Eastern Washington Universitys building in downtown Spokane is back up for sale after the Washington state agency that has been marketing the structure was unable to reach an agreement with the apparent winning bidder, Seattle-based Meriwether Partners LLC.
Three parties still are interested in buying the structure, though, and one of them is expected to provide a written offer shortly, says Steve Valandra, spokesman for the state Department of General Administration. The agency also will prepare a new prospectus on the building that it will post on its Web site, he says.
The state had set a minimum asking price of $3.77 million for the four-story, 67,000-square-foot structure, which is called the EWU Spokane Center and is located at 705 W. First.

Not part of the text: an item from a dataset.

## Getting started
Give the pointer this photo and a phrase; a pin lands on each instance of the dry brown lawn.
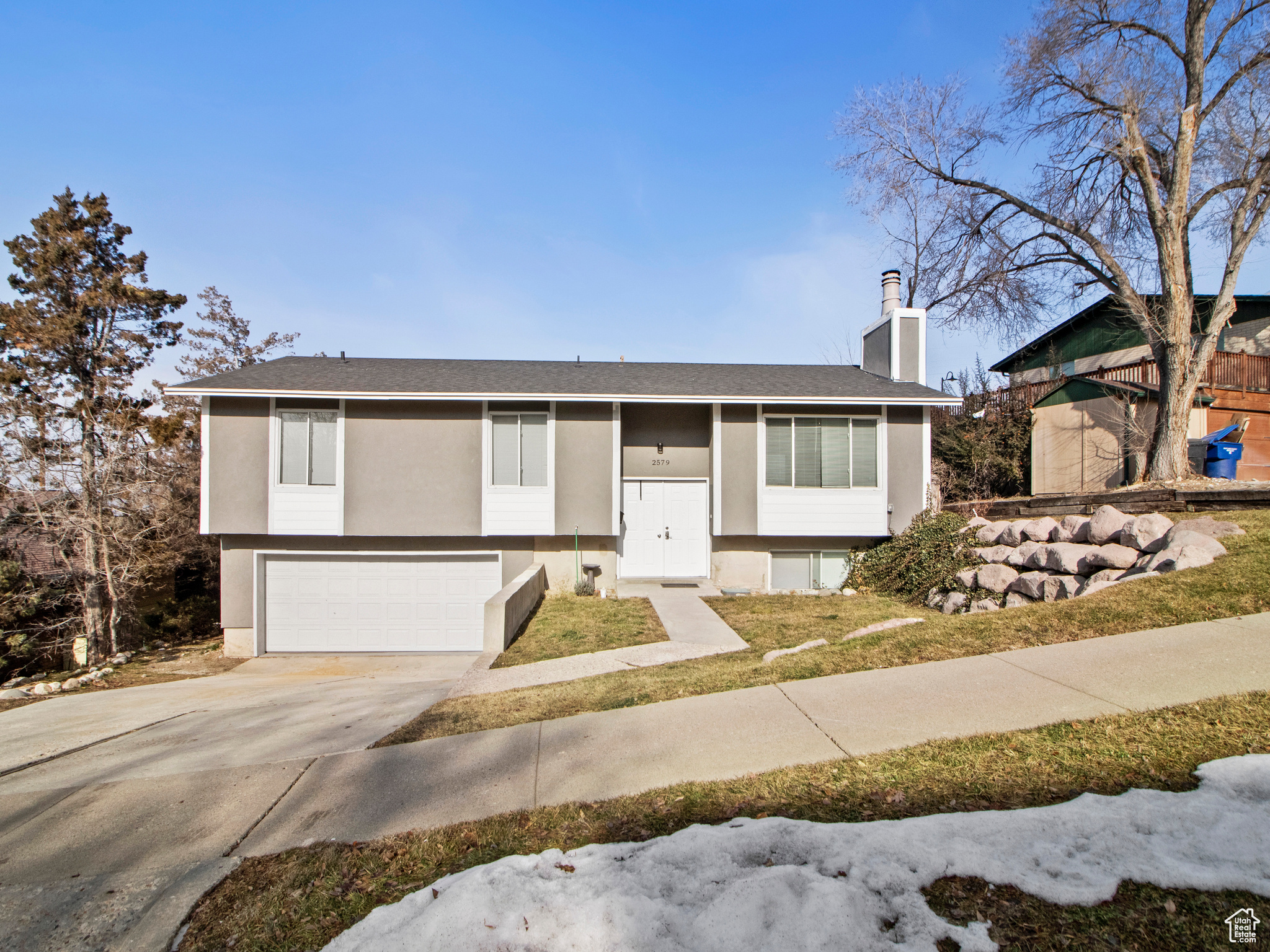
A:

The university has housed its Spokane branch operations there since 1983, but now plans to construct a larger building in the nearby Riverpoint Higher Education Park as part of a broader effort to expand its academic offerings in Spokane.
EWU intends to use money from the sale of its current building to fund design and planning work for its envisioned Riverpoint building, and expects to seek state construction dollars for that building in the 2009-2011 biennium.

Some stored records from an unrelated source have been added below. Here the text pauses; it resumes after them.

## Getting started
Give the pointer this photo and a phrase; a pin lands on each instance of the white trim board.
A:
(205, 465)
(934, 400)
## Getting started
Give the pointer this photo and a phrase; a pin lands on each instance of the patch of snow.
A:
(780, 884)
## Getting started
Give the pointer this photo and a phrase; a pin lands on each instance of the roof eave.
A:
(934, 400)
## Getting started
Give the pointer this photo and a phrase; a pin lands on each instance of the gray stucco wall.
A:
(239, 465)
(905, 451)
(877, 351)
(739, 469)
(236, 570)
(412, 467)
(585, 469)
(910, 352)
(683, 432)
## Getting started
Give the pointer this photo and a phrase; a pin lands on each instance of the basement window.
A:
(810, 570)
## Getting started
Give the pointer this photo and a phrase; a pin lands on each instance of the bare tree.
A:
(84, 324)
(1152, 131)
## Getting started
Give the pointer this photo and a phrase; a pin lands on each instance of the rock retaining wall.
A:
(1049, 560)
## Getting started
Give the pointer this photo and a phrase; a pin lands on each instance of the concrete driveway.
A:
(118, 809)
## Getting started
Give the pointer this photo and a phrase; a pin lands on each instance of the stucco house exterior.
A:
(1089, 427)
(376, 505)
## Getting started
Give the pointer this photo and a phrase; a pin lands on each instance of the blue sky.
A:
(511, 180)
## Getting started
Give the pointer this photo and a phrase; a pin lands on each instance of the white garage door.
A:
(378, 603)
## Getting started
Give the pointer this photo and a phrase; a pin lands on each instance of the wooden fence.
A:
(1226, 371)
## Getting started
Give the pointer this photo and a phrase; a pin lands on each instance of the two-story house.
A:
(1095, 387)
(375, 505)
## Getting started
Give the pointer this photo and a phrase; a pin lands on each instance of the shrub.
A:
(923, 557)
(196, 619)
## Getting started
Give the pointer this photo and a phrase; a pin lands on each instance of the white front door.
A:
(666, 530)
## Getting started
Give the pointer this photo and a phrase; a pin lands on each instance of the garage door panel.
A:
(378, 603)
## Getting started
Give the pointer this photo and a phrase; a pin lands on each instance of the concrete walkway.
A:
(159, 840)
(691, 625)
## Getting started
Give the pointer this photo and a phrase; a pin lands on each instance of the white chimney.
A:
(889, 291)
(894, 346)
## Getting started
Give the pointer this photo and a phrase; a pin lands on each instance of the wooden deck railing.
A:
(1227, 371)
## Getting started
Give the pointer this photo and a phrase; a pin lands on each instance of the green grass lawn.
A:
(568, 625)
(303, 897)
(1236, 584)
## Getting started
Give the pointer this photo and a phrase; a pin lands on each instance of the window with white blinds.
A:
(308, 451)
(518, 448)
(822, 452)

Meriwether Partners, a five-year-old commercial real estate company that owns 11 properties in the western U.S., and Fred DiCosola, a member of a private investment group, submitted the only proposals for the building in the first go-round.
Meriwether Partners proposal was deemed unworkable because it was based on a leaseback arrangement with EWU, and the university plans to move its staff out of the building by the end of September, Valandra says. The DiCosola groups proposal didnt meet the minimum asking price for the building, he says, but Tim Redfern, of Spokanes R.H. Cooke & Associates Inc., who is representing the investment group, says the group still is interested in the building and plans to resubmit an offer for it.

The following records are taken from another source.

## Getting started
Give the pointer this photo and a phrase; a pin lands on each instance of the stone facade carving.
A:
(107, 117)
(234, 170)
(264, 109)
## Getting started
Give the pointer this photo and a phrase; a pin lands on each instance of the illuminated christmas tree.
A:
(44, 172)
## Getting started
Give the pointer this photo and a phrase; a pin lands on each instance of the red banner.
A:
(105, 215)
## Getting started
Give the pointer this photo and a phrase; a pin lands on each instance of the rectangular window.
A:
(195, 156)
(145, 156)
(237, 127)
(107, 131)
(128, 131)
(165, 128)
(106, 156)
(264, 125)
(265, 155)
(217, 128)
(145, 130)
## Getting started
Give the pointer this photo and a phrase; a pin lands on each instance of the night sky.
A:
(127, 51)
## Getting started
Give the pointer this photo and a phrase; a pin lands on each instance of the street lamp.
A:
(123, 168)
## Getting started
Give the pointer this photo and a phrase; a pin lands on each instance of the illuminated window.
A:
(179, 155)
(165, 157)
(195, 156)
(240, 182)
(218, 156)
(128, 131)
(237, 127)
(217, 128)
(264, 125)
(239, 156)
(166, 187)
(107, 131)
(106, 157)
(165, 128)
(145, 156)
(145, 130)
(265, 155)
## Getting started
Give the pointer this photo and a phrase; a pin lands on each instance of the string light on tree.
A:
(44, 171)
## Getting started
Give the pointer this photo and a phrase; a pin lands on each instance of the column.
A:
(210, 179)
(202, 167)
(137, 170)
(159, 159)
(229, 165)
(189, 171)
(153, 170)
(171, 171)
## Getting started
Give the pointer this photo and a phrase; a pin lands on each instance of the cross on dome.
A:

The DiCosola group is one of the three parties that Valandra says still are interested in the building. He says he doesnt know the names of the two other parties, but they both are located in Spokane. One of those parties might be Walt Worthy, who owns the Davenport Hotel and the recently opened Davenport Tower, which is located just west of the EWU building, with his wife, Karen.
Worthy says he was out of town and didnt learn that the building had been listed for sale until it was too late to submit a proposal, but that he expects to do so now that it has been put back on the market. He says he, too, would expect to fix it up and lease it out.